Combined velocity (v)
297,944.457704
km/s
Fraction of light speed (v/c) 0.993836
Speed of light c (km/s) 299,792.458
Formula v = (v1 + v2) / (1 + v1·v2/c²)

What is relativistic velocity addition?

In everyday (Galilean) physics you simply add velocities: if you walk at 5 km/h on a train moving at 100 km/h, your ground speed is 105 km/h. But at speeds approaching the speed of light this breaks down. Special relativity replaces straight addition with the velocity-addition formula, which guarantees that no combination of sub-light speeds can ever produce a result faster than light, \(c = 299792.458\) km/s. This calculator composes two collinear (same-line) velocities and returns the true combined velocity.

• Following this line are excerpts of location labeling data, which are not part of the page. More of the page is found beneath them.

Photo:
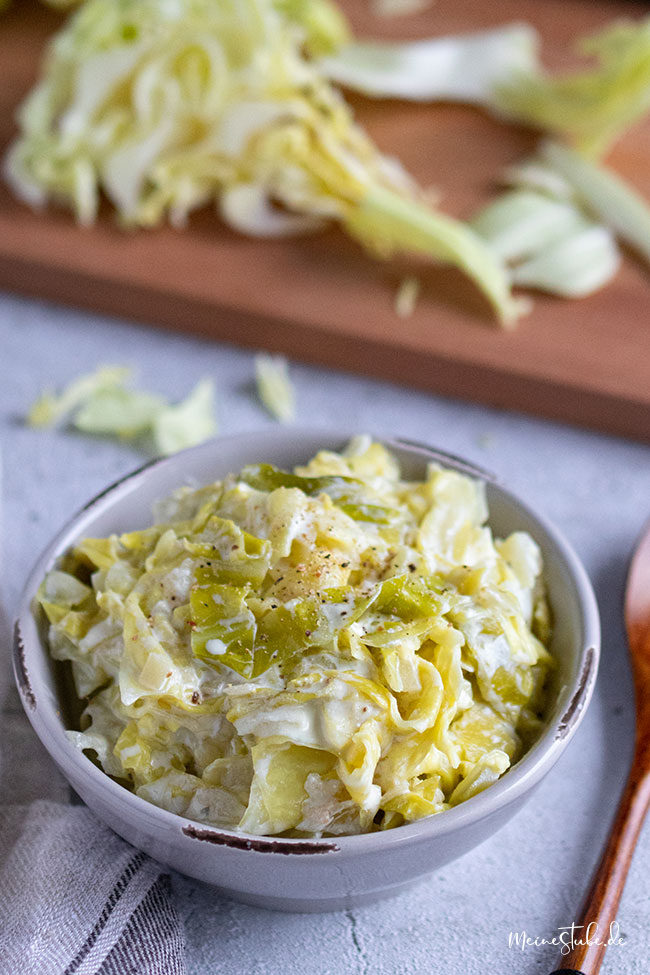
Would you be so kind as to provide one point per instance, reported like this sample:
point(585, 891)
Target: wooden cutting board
point(322, 299)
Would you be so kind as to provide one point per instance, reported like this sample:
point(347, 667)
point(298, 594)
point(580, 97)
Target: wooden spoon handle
point(600, 907)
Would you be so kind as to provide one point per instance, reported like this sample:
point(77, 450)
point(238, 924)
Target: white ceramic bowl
point(298, 874)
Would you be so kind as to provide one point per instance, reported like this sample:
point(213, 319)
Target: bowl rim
point(562, 724)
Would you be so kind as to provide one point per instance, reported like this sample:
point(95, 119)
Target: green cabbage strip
point(605, 194)
point(274, 386)
point(593, 106)
point(499, 69)
point(345, 492)
point(101, 403)
point(388, 222)
point(463, 67)
point(550, 244)
point(229, 629)
point(167, 107)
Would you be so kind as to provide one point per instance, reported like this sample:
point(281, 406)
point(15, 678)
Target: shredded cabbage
point(165, 107)
point(318, 652)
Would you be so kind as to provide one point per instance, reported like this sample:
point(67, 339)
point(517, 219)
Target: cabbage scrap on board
point(500, 70)
point(326, 651)
point(165, 107)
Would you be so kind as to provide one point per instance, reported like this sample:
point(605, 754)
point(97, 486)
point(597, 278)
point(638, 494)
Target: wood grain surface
point(322, 299)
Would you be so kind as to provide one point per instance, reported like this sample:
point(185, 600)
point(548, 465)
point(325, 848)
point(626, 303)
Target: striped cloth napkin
point(75, 899)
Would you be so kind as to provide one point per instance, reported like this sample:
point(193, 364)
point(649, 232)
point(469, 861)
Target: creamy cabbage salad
point(327, 651)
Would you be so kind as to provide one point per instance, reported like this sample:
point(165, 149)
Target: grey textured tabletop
point(531, 875)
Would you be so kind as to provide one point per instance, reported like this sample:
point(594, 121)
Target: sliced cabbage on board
point(165, 107)
point(322, 651)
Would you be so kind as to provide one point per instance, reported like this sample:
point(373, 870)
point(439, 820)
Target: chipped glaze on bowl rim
point(30, 662)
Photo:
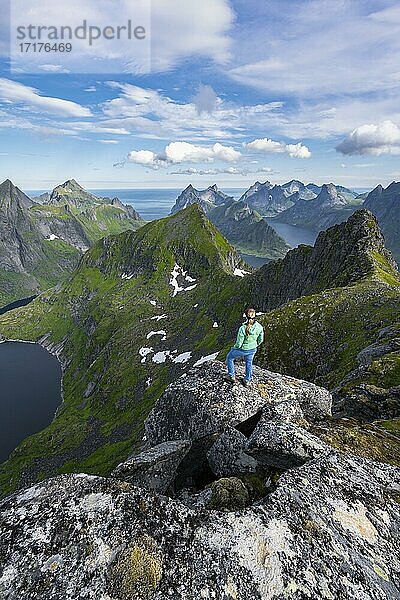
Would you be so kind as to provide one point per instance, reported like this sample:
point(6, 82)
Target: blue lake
point(294, 234)
point(30, 392)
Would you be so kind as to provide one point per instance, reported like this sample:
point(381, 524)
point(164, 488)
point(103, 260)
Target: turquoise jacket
point(252, 340)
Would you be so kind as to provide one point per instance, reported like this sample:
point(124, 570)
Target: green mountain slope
point(247, 230)
point(344, 330)
point(244, 227)
point(42, 241)
point(143, 306)
point(139, 307)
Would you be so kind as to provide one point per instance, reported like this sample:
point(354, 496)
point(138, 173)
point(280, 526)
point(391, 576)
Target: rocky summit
point(225, 519)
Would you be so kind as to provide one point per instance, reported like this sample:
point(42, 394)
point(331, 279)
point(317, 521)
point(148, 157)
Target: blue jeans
point(248, 356)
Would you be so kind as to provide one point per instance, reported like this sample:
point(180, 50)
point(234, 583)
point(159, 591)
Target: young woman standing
point(249, 337)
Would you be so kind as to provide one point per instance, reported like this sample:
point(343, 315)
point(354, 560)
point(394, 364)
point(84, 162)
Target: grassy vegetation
point(103, 320)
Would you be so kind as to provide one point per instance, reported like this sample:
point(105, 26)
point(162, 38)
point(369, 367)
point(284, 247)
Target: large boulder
point(200, 403)
point(328, 529)
point(284, 445)
point(228, 455)
point(155, 468)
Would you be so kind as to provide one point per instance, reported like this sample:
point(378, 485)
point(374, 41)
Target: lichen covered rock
point(329, 529)
point(200, 402)
point(155, 468)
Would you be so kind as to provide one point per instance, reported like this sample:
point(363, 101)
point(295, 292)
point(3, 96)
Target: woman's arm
point(240, 337)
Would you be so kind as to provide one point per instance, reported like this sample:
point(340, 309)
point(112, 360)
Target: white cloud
point(181, 152)
point(300, 44)
point(226, 170)
point(143, 157)
point(53, 68)
point(273, 147)
point(206, 99)
point(297, 150)
point(266, 145)
point(188, 29)
point(371, 139)
point(15, 93)
point(150, 113)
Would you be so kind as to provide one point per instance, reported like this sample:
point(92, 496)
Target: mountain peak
point(187, 238)
point(342, 255)
point(71, 183)
point(10, 195)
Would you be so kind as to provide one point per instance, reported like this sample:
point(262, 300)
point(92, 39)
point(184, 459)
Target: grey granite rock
point(200, 402)
point(227, 456)
point(154, 469)
point(284, 445)
point(329, 530)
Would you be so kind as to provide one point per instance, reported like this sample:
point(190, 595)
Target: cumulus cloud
point(14, 92)
point(154, 114)
point(202, 29)
point(181, 152)
point(205, 100)
point(383, 138)
point(273, 147)
point(227, 171)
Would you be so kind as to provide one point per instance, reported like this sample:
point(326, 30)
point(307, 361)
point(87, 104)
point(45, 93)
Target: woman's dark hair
point(246, 312)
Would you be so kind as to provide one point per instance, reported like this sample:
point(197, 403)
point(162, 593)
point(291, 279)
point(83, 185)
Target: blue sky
point(238, 91)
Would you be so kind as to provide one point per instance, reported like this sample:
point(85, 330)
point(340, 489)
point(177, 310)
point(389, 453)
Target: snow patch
point(144, 352)
point(183, 357)
point(176, 272)
point(161, 332)
point(207, 358)
point(240, 272)
point(161, 357)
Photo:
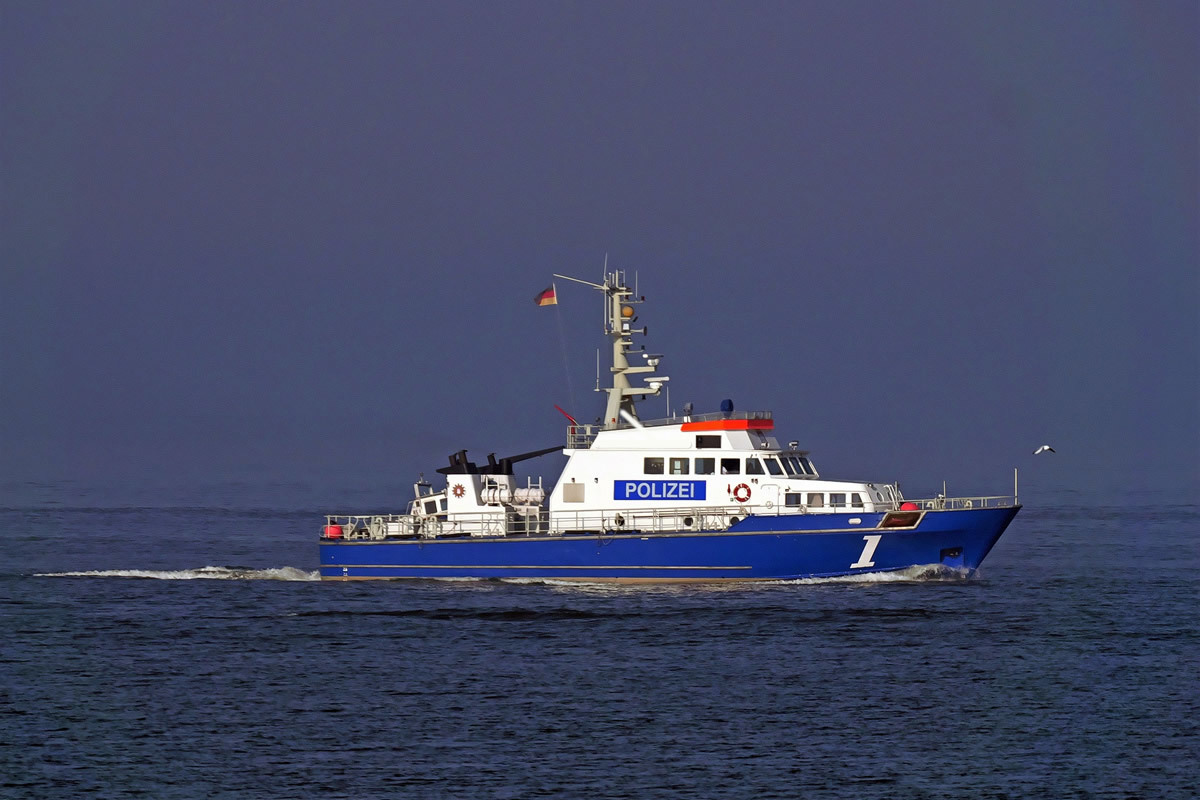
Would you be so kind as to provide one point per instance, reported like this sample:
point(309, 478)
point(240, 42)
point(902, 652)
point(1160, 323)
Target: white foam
point(204, 572)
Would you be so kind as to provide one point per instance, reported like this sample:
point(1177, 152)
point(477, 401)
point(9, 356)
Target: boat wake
point(921, 573)
point(204, 572)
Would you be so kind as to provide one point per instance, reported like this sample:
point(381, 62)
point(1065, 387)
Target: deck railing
point(539, 523)
point(580, 437)
point(961, 504)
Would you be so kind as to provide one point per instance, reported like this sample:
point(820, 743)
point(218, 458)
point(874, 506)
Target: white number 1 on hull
point(868, 552)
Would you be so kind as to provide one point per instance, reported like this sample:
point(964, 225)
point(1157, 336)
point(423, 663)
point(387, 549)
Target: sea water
point(178, 644)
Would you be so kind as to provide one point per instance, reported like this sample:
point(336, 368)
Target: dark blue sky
point(304, 238)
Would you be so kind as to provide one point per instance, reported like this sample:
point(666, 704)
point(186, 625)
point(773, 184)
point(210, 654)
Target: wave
point(204, 572)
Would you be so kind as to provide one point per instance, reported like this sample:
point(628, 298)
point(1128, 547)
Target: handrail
point(963, 504)
point(580, 437)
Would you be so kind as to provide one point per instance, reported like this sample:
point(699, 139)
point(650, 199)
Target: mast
point(619, 317)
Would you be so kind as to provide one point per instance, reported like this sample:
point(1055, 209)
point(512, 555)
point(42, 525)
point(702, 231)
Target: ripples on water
point(1066, 669)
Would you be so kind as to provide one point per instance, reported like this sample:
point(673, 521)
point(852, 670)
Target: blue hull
point(756, 548)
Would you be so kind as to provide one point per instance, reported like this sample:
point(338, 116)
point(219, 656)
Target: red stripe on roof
point(730, 425)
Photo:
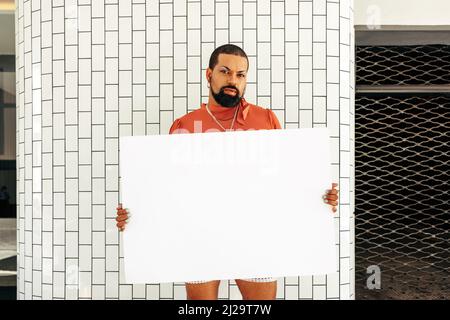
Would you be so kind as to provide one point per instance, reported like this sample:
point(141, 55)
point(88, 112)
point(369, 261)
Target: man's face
point(228, 79)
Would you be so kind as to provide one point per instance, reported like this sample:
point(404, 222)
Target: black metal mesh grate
point(402, 195)
point(397, 65)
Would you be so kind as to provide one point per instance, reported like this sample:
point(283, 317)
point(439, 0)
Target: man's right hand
point(122, 217)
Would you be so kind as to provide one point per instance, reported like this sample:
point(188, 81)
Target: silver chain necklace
point(215, 119)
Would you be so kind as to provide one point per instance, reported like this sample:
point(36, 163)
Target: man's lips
point(230, 91)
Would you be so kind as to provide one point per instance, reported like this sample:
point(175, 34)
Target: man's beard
point(226, 100)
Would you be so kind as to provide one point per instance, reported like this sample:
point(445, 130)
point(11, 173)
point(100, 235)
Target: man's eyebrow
point(229, 69)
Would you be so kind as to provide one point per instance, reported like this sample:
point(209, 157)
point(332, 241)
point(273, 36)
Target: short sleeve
point(274, 123)
point(175, 125)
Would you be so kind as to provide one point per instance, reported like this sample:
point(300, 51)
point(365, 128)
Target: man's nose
point(232, 80)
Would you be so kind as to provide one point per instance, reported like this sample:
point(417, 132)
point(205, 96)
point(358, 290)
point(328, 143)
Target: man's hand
point(122, 217)
point(331, 197)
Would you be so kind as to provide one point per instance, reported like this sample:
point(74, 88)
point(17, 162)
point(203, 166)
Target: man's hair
point(226, 49)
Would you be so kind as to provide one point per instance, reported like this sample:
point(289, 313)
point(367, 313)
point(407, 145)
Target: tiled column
point(89, 72)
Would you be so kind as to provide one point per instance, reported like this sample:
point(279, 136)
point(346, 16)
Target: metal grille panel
point(399, 65)
point(402, 195)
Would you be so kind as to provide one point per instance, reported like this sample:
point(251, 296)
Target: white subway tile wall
point(89, 72)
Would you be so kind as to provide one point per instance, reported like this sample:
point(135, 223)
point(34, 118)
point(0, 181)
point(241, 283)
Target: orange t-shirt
point(249, 117)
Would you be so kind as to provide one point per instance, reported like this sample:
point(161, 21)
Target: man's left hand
point(331, 196)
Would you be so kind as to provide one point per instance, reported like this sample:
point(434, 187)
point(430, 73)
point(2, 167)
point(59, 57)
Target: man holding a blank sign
point(227, 110)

Two velocity arrows combining into a third capped below light speed
Relativistic addition combines two velocities while keeping the result below the speed of light c.

How to use it

Enter the velocity of object A (v1) and object B (v2) directly in km/s. Velocities may be negative to represent opposite directions. Both must satisfy |v| ≤ c. The calculator returns the combined velocity v, its value as a fraction of c, and echoes the exact speed-of-light constant it used.

The formula explained

The relativistic composition of two collinear velocities is:

$$u = \frac{\text{v}_1 + \text{v}_2}{1 + \dfrac{\text{v}_1 \cdot \text{v}_2}{c^{2}}}$$

The numerator is the ordinary sum, while the denominator divides it down. When v1 and v2 are tiny compared with c, the term \(\text{v}_1 \cdot \text{v}_2 / c^2\) is nearly zero and the formula reduces to plain addition. When either speed equals c, the result is exactly c. Because v1, v2 and c all share the same unit, the \(\text{v}_1 \cdot \text{v}_2 / c^2\) term is dimensionless, so working entirely in km/s is perfectly valid — no SI conversion needed.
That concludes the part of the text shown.